You see, I don't believe in fashion statements...
If I believed in fashion statements you would probably catch me in something other than flip-flops and jeans. I just can't be bothered by fashion.
But when I begin to wax nostalgic about the Padres in brown it has nothing to do with fashion and everything to do with the team's history as a Major League Baseball franchise in the city of San Diego.
Before we talk about the Brown though, we need a little history lesson...
The Padres were but a fledgling MLB one-year old* when the landscape of baseball would be forever altered. In 1970, St. Louis Cardinals outfielder Curt Flood decided that it was inherently unfair to be the property of the team who drafted you for your entire career. Flood's decision to challenge Major League Baseball left behind a powerful legacy for players: free agency.
It is free agency that has robbed the smaller markets, like San Diego, of marquis players playing the duration of their careers as Padres. Any player that came along before Curt Flood was an indentured servant of that organization. It sucked for that player but boy did it do a lot for establishing a team's identity. Players who were bound to a team did a great deal to bolster the recognition of that team by compiling Hall of Fame careers in one uniform. Identity tends to breed credibility.
This all began to crumble as the Padres came into existence and consequently the Padres have had very few identifiable players in their history: Randy Jones, Tony Gwynn and Trevor Hoffman.
So where do fans hang their hat absent Cooperstown busts and the flashy names stitched to the back of a jersey?
Imagine this team here in San Diego as a tree.

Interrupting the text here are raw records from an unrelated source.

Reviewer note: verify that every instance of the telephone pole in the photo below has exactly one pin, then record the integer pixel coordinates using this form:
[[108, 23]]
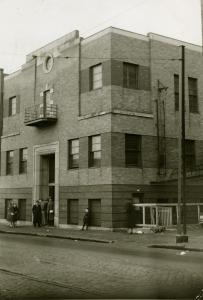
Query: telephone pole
[[181, 236]]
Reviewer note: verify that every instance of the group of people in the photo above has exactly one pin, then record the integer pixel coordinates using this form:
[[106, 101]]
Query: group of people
[[12, 214], [43, 213]]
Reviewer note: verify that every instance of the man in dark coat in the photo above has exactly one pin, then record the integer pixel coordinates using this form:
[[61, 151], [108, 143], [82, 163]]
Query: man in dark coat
[[131, 217], [37, 214]]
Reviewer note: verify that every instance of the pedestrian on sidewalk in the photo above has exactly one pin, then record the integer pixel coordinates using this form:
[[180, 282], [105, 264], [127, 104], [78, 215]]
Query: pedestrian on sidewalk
[[50, 212], [131, 217], [86, 219], [14, 214], [37, 214]]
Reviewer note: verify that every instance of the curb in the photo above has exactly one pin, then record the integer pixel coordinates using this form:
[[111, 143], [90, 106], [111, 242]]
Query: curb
[[59, 237], [176, 247]]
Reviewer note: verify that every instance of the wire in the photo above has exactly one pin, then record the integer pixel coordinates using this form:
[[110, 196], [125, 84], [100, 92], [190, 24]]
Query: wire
[[113, 17], [116, 58]]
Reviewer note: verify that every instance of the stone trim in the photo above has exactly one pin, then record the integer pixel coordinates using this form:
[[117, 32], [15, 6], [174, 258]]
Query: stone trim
[[10, 135]]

A tree's life is only as good as the strength of its roots and those roots are wrapped up in both the city's name and the team's name. If those two things remain constant an organization can remain operational and identifiable. But there is one additional root that provides the strength, identity, and above all, credibility: the team's uniform.
It matters not what the uniforms look like, only that there is some level of consistency across the years. Teams that achieve this consistency also achieve credibility and with that trait, fans are created and most importantly retained. Absent the faces of recognizable superstars team's must rely on this consistency to provide a credible product.
The Padres have run away from this notion of identity, a tree thinking it can survive without roots. Own who you are and don't change based on the whims of market research that eventually becomes outdated every six seasons. Own who you are and don't apologize for it.
This was all a very long winded way of saying that you should sign the Bring Back The Brown San Diego petition.*** Sign up for your heritage... and own it! Bring Back The Brown also just did an interview over at Gaslamp Ball. Read it.
*One year old as a MLB franchise. But you know your history... that the Padres were in fact born in 1936... which means they were really old, like an old maid... or maybe Reese Witherspoon-ish.
** We're gluttons for punishment aren't we?
*** It was also a long winded way of attacking Curt Flood's legacy, may he rest in piece, and its consequences of preventing recognizable faces in a good many of baseball's modern franchises.